Caros internautas,

Quem não gosta de dinheiro? Dentro da lógica capitalista na qual estamos inseridos, dinheiro não é só vaidade, mas é um mal necessário. E como se faz dinheiro (ao menos honestamente)? Trabalhando. O dinheiro dado ao trabalhador (latu senso) tem natureza alimentar, ou seja, além de ser retribuição pelos serviços prestados, é considerado como verba para a sobrevivência do obreiro e de sua família.

O direito do trabalho protege e assegura o recebimento desses valores em função da sua natureza e importância. O pagamento dos salários é tão essencial que a definição da categoria de empregado contém o referido em seu conceito na CLT:

Art. 3º – Considera-se empregado toda pessoa física que prestar serviços de natureza não eventual a empregador, sob a dependência deste e mediante salário.
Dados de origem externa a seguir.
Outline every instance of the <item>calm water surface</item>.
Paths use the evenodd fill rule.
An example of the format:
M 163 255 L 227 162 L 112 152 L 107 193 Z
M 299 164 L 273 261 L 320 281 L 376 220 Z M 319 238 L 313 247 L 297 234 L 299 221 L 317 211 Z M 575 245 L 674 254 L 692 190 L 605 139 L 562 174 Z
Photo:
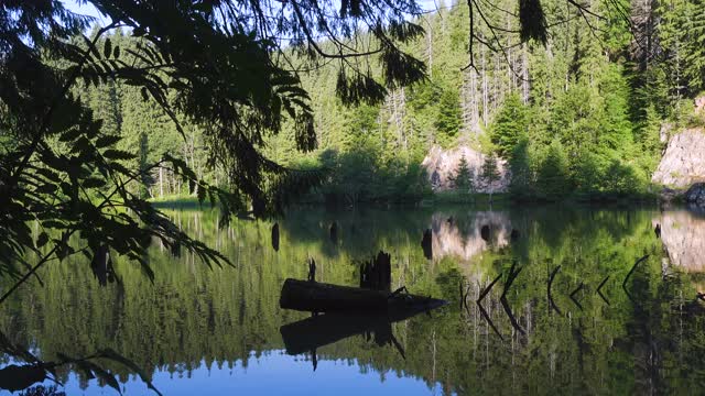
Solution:
M 220 229 L 213 211 L 170 216 L 234 267 L 212 270 L 185 252 L 173 257 L 156 242 L 153 285 L 121 260 L 121 282 L 107 287 L 78 257 L 52 263 L 43 287 L 23 286 L 0 310 L 4 336 L 46 361 L 113 349 L 165 395 L 705 392 L 705 302 L 696 299 L 705 290 L 705 216 L 695 211 L 300 210 L 279 221 L 279 251 L 271 222 Z M 431 260 L 420 245 L 427 228 Z M 283 280 L 305 278 L 307 257 L 318 280 L 356 285 L 361 261 L 379 250 L 392 255 L 392 288 L 449 304 L 347 332 L 325 318 L 282 330 L 302 329 L 297 322 L 310 317 L 279 308 Z M 301 348 L 310 350 L 294 354 Z M 150 393 L 123 366 L 105 366 L 124 394 Z M 59 367 L 57 380 L 68 395 L 117 394 L 77 367 Z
A CLT diferencia salário de remuneração. A segunda contém o primeiro, ou seja, a remuneração é o conjunto de valores pagos aos empregados e abarca os valores pagos à título de salário. Observe o que o art. 457 e alguns de seus parágrafos nos dizem:

Art. 457 – Compreendem-se na remuneração do empregado, para todos os efeitos legais, além do salário devido e pago diretamente pelo empregador, como contraprestação do serviço, as gorjetas que receber.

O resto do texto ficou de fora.